Artist Profiles > K > Adeline Kueh
Adeline Kueh makes installations, photography and embodied works that reconsider the relationship we have with things and rituals around us. Her works are imbued with a sense of desire and longing, and act as modern-day totems that explore personal histories and overlooked moments. Using drawing as a conceptual tool, Kueh tries to map out the historical trajectories across time and space through her use of found objects and new production. In light of the ecological turn, Kueh’s immediate concerns have shifted towards ideas around intimate labour, and the politics and poetics of care. Works made are seen as social objects inscribed with histories and narratives while simultaneously questioning the kinds of knowledge that are produced.

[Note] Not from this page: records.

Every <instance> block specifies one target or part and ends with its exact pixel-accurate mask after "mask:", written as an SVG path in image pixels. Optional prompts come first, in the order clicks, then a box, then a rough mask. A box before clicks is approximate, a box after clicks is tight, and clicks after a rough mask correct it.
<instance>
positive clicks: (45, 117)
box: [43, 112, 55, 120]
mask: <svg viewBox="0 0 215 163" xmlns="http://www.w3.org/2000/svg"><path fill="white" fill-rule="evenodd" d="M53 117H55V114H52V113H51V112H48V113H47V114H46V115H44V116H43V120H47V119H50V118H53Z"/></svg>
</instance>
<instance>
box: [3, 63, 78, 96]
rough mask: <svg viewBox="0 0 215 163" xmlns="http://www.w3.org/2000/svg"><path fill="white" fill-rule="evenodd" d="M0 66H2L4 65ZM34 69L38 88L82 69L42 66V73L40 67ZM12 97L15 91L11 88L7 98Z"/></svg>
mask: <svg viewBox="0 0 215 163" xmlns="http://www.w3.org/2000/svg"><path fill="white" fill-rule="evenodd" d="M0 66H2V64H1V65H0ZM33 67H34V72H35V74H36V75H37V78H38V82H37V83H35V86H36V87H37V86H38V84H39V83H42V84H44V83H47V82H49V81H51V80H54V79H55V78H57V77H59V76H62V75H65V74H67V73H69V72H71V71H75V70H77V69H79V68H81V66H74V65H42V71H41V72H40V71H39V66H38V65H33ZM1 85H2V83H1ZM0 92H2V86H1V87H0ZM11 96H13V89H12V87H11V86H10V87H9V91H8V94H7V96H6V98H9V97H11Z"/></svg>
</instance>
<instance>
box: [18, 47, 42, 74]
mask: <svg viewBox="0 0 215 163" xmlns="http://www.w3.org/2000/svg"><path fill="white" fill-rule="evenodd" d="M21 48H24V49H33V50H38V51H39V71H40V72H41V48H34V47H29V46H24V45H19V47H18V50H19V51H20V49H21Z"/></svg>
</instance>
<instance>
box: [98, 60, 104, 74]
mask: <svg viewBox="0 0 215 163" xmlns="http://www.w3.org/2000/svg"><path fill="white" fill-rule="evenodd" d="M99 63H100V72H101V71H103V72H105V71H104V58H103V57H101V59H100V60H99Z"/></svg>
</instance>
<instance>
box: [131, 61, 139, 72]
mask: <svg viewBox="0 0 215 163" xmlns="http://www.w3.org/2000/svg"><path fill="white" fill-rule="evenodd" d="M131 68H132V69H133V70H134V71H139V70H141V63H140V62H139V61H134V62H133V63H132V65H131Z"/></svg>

The works produced during Kueh’s residency focused on the transformative acts against forgetting, and ideas around intimate/invisible labour within the home are used as departure points. Producing significant bodies of work during her three-week residency—all of which circles back to her central focus—, her artworks are imbued with candid, raw emotions where she enquired if love has texture. In the later part of her residency where various persons and communities were engaged as crafters, the artist also took care to mediate between the flows of capital and labour.

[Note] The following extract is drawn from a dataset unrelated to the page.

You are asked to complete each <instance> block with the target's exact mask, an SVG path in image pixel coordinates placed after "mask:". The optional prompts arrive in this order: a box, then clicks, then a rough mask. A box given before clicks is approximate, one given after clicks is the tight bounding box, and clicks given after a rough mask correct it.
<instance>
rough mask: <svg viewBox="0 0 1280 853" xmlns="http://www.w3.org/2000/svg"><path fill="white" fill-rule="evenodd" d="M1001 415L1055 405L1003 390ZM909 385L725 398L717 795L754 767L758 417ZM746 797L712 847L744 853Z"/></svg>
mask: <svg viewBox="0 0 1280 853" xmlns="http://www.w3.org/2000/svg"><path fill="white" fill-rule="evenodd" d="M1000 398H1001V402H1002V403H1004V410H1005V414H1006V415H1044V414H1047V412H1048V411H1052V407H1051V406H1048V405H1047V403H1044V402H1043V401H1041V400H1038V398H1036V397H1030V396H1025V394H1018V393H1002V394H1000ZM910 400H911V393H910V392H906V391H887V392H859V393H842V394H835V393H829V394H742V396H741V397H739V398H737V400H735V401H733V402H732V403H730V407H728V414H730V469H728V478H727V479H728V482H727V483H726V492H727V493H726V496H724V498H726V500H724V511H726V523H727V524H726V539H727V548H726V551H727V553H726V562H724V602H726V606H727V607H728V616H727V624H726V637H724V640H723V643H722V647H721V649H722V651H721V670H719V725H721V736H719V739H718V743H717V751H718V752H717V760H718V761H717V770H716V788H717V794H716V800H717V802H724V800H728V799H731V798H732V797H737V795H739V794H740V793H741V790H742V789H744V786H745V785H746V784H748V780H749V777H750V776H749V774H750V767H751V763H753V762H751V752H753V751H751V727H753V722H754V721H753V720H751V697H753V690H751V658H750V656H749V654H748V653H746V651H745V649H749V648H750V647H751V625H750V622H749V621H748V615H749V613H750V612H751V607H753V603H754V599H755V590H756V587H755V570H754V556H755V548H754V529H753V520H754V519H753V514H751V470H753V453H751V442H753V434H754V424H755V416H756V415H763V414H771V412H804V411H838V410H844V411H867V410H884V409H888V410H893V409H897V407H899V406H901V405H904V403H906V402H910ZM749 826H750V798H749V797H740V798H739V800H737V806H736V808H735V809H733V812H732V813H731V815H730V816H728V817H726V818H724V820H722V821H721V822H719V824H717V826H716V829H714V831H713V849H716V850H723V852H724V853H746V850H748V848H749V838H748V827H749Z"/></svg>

Kueh has exhibited in the United Kingdom, USA, South Korea, The Netherlands, Turkey, Indonesia, Serbia, Australia and Singapore. Rooted in critical studies, Adeline has also chaired and presented at a number of cultural studies conferences in the UK, Germany, Australia, Finland, Hungary, Singapore and Malaysia. Currently a Senior Lecturer with the MA Fine Arts programme (with the McNally School of Fine Arts, LASALLE College of the Arts), Kueh’s research interests include notions of hauntings and monstrosity within Southeast Asian contexts, architecture, and adaptive design.